Studying the Gospels: Minister Travis Bookout Completes Second of Four Books | Community
With any book published, the authors hope that readers walk away with the feeling that the time spent in its pages was indeed a good investment.
It could be due to the life lessons learned, the shear entertainment factor, the writing style, or the inspiration from larger-than-life characters.
It could be all of that and more.
Author, Minister, Husband and Father Travis J. Bookout will share his latest book, “Christ Cruciform: 52 Thoughts on the Gospel of Mark,” which mirrors the Book of Mark, one of the Four Gospels of the New Testament, 6 :30 – 7:30 p.m. on Tuesday 5 April. “Cruciform Christ” has just been released. Bookout will hold a book signing on April 5 at his church, Maryville Church of Christ. Included will be a brief talk on this second Bookout book. The editor will also be present.
The book has 348 pages, divided into 52 sections, so it can be used as a weekly study of this Bible book. The reflections are between 1,500 and 2,000 words long, Bookout said, and they all end with two rounds of reflection questions.
“These questions invite the reader to dig deeper and embark on their own reflective journey through the gospel,” the author explained. Questions like why would Jesus spend time with tax collectors and sinners? and why would Jesus let his name be dragged through the mud to spend time with strangers?
Thinking and searching for answers is exactly how her first book was born. Bookout, husband and father of two boys, now ages 5 and 3, began his own personal quest to learn more about the Gospel of John and its author. He said the more he learned and shared, the more people encouraged him to write a book.

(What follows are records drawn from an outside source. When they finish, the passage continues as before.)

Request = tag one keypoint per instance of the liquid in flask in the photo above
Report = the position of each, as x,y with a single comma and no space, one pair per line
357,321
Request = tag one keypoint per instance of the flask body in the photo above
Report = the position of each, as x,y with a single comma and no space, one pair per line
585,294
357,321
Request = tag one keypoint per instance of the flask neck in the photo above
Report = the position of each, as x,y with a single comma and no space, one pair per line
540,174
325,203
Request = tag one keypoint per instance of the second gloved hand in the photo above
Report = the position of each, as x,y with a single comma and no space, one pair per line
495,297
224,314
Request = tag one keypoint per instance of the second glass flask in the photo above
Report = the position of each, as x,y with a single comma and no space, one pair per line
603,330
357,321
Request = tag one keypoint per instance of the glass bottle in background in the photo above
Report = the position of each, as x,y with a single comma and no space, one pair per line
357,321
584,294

“It started as a personal journey to study John,” Bookout said. “I spent a year thinking, reading and writing about John. It was during this process that people started encouraging me to make a book out of it.
This first book is called “Kings of Glory: 52 Reflections on the Gospel of John”. He wrote it while leading his congregation, teaching at school and working on his Master of Divinity degree, which he completed late last year.
And now that he has received an in-depth study guide for two of the gospels, he is moving forward with books on the other two, Matthew and Luke. The authors each tell the same stories but in very different ways, Bookout said.
“Mark is the quickest and shortest gospel,” the author said. This follower of Christ jumps immediately from one story to another and even uses the word “immediately” several times in his writings. Mark also asks questions in his text but doesn’t always answer them, Bookout pointed out.
Bookout went on to say that Mark uses the Old Testament in subtle ways and tells stories in cryptic ways. “Mark expects his readers to ponder the minor details of the story and dig deep for answers and meaning. This makes Mark a fun, fast-paced, nonstop adventure. You’ll travel Jesus at the speed of lightning.
It’s possible to get a glimpse of who these gospel writers were through their writings, Bookout said. Matthew is more direct than Mark, he said, and provides more detail than Mark. It is Matthew who records more of Jesus’ teachings and answers more questions.
“Matthew is more likely to explain details that Mark leaves ambiguous,” the minister said.
As for the Gospel of Luke, it is the longest of all. It’s the introduction to the book of Acts, Bookout said, and its author tells the story of Jesus with a focus on the movement of the Spirit, prayer and the ways Jesus reaches out to neglected members. of the society.
The last of the gospels, written by John, uses symbolism in its stories about Jesus, Bookout explained. “There is a deep mystery in the depiction of Jesus and everything Jesus does has meaning beyond the valley. John emphasizes Jesus’ divine pre-existence and oneness with the Father more directly than the other three gospel writers, although it is certainly present in all four.
As for who will appreciate or benefit from his thought-provoking books, Bookout said this will hopefully include new New Testament teachings. He also had in mind pastors, teachers, and campus pastors who could use his books for group study.
These two books came together as Bookout, his wife and sons recently moved to Blount County. Bookout became a minister at Maryville Church of Christ in early 2021. His first book came out last May. They’re thrilled to be at the base of the Great Smoky Mountains, he said. They are often found on the Maryville Greenway.
The books are available in print or on Kindle and on booksellers’ websites.
“The hope is that you will have a better understanding of what the gospels are about and also that you will be challenged to imitate Christ in the way you follow him.”